With the aid of the three output files 2 represented, FIG. 10 illustrates the advantages of always having the same layout of the output file 2 or the generated graphical summary. For example, the layout may always feature three panels, the panels always being the same colors, the proportions of the panels remaining constant, and the image exhibiting a length-to-height ratio of 16:9. Due to the uniform design, an acceleration of perception can be achieved in the sequential viewing of multiple graphical summaries.

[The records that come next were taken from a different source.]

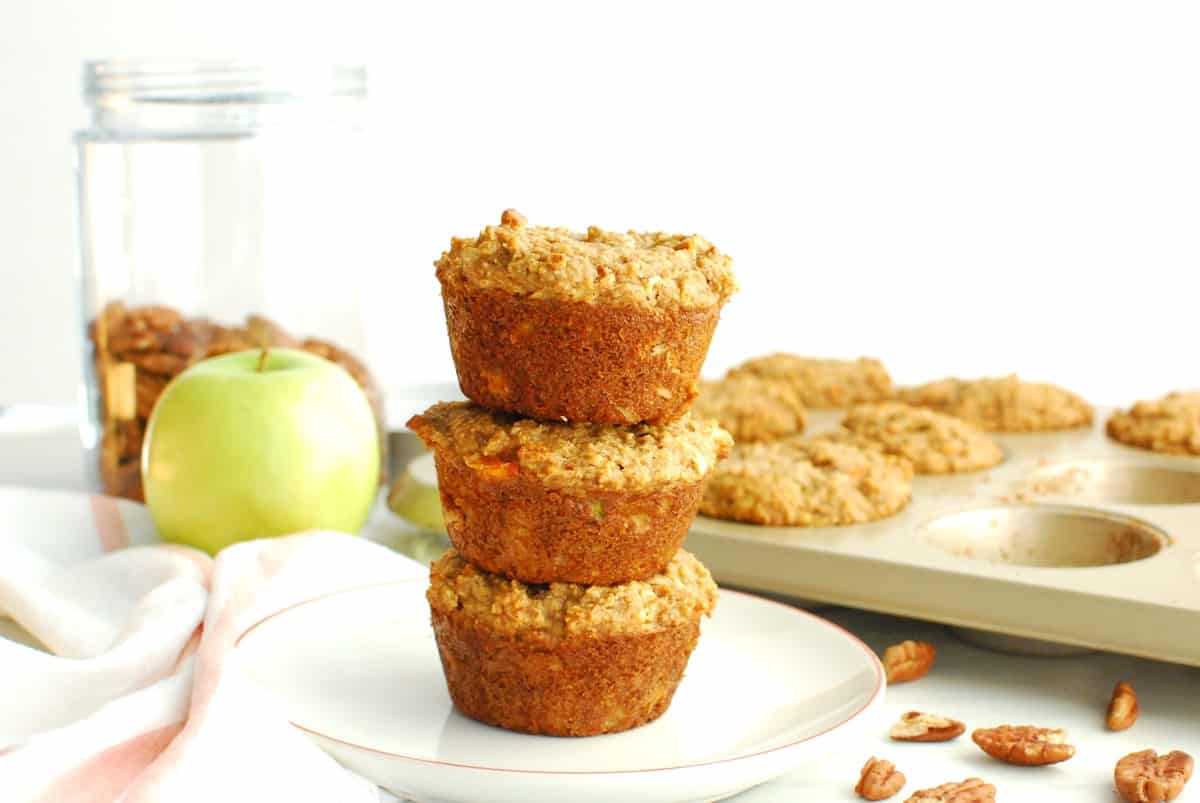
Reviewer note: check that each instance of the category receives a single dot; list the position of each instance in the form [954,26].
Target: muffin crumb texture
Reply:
[933,442]
[797,483]
[1003,403]
[751,408]
[649,269]
[823,383]
[1170,425]
[575,456]
[559,611]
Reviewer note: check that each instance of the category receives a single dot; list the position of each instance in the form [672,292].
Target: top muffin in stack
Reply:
[567,605]
[601,327]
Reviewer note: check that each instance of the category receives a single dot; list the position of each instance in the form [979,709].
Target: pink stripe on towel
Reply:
[105,775]
[109,525]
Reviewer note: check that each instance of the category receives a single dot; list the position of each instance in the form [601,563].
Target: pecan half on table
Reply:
[1024,744]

FIG. 11 depicts the base template as well as the completion guidelines for the base template. The first panel on the left-hand side is kept in shades of red and contains the main message of the text 1; the upper right-hand panel in shades of yellow contains the core content, e.g. a key-point summary of the text 1; and the bottom right-hand panel in shades of blue contains particulars, e.g. the statistical and numerical facts in text 1.

Claims

1. A method for generating a graphical summary from at least one text by a computer comprising the following steps performed by the computer:

a) loading the at least one text as an electronic text file,

b) identifying predefined words in the electronic text file loaded in step a),

c) assigning a prepared graphic of a plurality of graphics to each one or a plurality of predefined words identified in the at least one text in step b,

d) storing oner or more assignments from step c) in an electronic list,

e) generating an electronic image file from one or more graphics of the plurality of graphics according to the one or more assignments stored in the electronic list, the one or more graphics being arranged in the electronic image file as a collage,

f) outputting the electronic image file as a graphical summary of the at least one text.

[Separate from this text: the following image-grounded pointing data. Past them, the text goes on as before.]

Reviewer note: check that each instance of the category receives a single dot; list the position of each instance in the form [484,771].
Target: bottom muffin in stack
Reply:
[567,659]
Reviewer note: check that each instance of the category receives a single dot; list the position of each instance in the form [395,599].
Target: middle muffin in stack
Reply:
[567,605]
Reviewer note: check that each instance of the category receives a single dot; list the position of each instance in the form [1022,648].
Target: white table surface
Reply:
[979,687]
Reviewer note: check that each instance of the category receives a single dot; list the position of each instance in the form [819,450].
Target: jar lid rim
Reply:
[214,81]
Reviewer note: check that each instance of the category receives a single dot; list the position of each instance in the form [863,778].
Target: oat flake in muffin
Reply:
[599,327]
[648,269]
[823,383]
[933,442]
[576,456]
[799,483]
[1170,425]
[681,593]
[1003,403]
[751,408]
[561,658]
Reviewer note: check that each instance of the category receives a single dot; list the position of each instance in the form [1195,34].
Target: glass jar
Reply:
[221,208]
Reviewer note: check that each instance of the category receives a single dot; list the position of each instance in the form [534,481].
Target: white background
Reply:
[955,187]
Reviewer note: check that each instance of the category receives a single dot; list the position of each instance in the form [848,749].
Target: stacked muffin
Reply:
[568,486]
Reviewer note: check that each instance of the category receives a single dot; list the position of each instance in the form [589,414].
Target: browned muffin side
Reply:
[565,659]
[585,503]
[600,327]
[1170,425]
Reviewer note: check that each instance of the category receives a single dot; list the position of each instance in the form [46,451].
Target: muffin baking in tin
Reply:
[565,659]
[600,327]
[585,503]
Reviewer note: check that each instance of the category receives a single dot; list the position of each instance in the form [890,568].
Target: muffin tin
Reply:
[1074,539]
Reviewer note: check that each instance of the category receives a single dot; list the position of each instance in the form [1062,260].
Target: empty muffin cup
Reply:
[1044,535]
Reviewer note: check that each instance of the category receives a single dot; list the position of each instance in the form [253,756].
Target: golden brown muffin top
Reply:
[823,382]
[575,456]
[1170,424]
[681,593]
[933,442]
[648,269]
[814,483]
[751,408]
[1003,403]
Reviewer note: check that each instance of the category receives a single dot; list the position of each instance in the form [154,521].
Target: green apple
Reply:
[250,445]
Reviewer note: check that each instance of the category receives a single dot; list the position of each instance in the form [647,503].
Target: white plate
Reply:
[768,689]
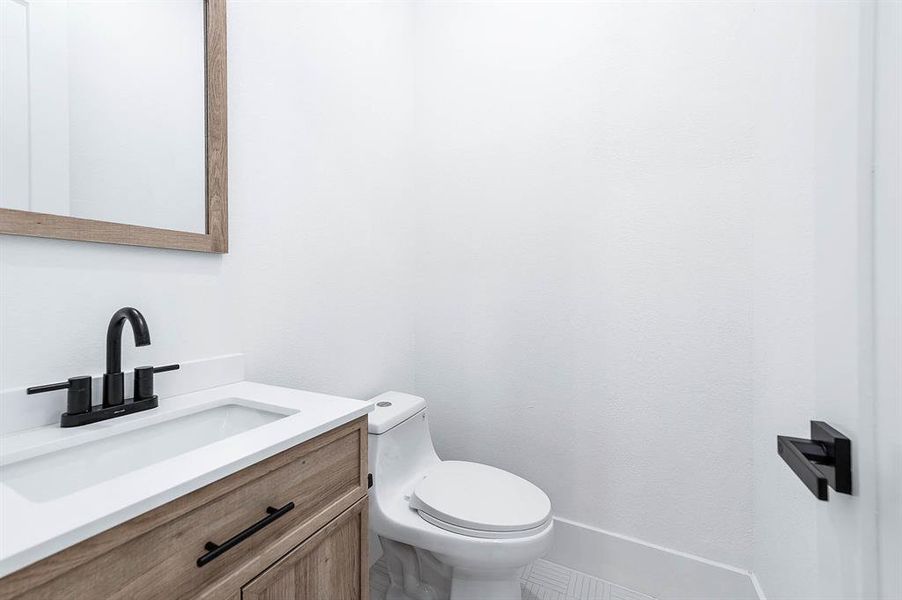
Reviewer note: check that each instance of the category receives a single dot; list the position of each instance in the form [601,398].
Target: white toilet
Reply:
[448,529]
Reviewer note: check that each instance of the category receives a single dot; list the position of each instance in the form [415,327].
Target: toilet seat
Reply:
[477,500]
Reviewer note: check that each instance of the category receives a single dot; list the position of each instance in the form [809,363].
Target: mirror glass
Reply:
[102,110]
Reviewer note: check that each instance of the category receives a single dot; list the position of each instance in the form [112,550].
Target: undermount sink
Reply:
[65,471]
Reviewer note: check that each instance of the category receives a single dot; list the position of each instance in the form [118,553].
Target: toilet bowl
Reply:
[448,529]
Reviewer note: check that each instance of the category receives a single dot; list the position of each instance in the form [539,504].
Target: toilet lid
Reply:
[478,497]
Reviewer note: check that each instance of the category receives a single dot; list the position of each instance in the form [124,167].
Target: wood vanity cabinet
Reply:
[315,550]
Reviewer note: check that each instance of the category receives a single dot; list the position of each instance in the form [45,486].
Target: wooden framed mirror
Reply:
[142,157]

2. The method according to claim 1, wherein the at least one text is a scientific text, and the predefined words at least partially contains specialist scientific terms.

3. The method according to claim 1 wherein the predefined words are contained in a predefined list stored in an electronic database, wherein the prepared graphic is assigned in each case to one or multiple words in the database.

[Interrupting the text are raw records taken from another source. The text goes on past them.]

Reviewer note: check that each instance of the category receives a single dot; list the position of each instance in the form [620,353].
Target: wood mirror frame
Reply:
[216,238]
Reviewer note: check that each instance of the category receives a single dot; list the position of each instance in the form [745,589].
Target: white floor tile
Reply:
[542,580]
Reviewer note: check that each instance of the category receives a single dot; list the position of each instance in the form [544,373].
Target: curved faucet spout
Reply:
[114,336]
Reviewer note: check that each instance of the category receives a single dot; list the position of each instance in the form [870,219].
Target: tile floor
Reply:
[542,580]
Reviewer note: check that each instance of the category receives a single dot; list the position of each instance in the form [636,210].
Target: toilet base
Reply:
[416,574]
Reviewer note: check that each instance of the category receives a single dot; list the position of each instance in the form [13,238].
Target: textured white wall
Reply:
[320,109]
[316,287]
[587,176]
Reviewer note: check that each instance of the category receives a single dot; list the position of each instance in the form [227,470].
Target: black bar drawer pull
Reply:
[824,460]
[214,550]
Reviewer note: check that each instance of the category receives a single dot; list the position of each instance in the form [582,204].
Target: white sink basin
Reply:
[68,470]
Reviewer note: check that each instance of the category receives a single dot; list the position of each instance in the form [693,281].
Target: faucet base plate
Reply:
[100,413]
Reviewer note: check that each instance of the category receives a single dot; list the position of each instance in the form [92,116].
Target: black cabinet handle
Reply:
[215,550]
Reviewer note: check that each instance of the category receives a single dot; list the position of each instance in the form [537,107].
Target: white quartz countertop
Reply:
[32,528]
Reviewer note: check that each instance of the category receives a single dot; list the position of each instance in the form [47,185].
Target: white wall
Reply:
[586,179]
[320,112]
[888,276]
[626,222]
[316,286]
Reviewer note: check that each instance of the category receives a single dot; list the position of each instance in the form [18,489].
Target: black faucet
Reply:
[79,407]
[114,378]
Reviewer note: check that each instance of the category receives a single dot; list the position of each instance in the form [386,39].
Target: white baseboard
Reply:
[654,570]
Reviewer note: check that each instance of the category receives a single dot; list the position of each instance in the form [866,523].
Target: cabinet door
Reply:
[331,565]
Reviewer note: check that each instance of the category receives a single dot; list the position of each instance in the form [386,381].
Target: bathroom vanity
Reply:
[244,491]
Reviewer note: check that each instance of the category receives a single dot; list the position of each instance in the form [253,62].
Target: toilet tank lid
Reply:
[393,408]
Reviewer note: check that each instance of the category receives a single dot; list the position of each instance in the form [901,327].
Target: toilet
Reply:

4. The method according to claim 1 further comprising generating and outputting by the computer an output file that contains the graphical summary and metadata in text form.

5. The method according to claim 4, wherein one or multiple metadata which describe image content of the one or more graphics are assigned in each case by the computer to each a graphic in the graphical summary.

6. The method according to claim 1 further comprising identifying one or more characteristic words in the at least one text and, using the one or more characteristic words identified, generating a short summary of the at least one text in text form, and generating and outputting an output file by the computer in which the graphical summary is combined with the short summary.

7. The method according to claim 1 wherein a layout of the graphical summary always features a same structure, regardless of content of the at least one text.

8. The method according to claim 1 wherein the one or more graphics are added to the graphical summary in at least two different colors.

9. The method according to claim 4 wherein the graphical summary or the output file is transmitted via a global network to a correction entity which edits the graphical summary or the output file, and receiving a corrected graphical summary or output file after editing by the correction entity.

10. A computer program on a non-transient computer readable medium comprising coding configured to carry out the method according to claim 1 when the computer program is run on a computer.

11. A system, comprising at least one computer and at least one memory in which a computer program according to claim 10 is stored, the computer having access to the memory and being configured to run the computer program.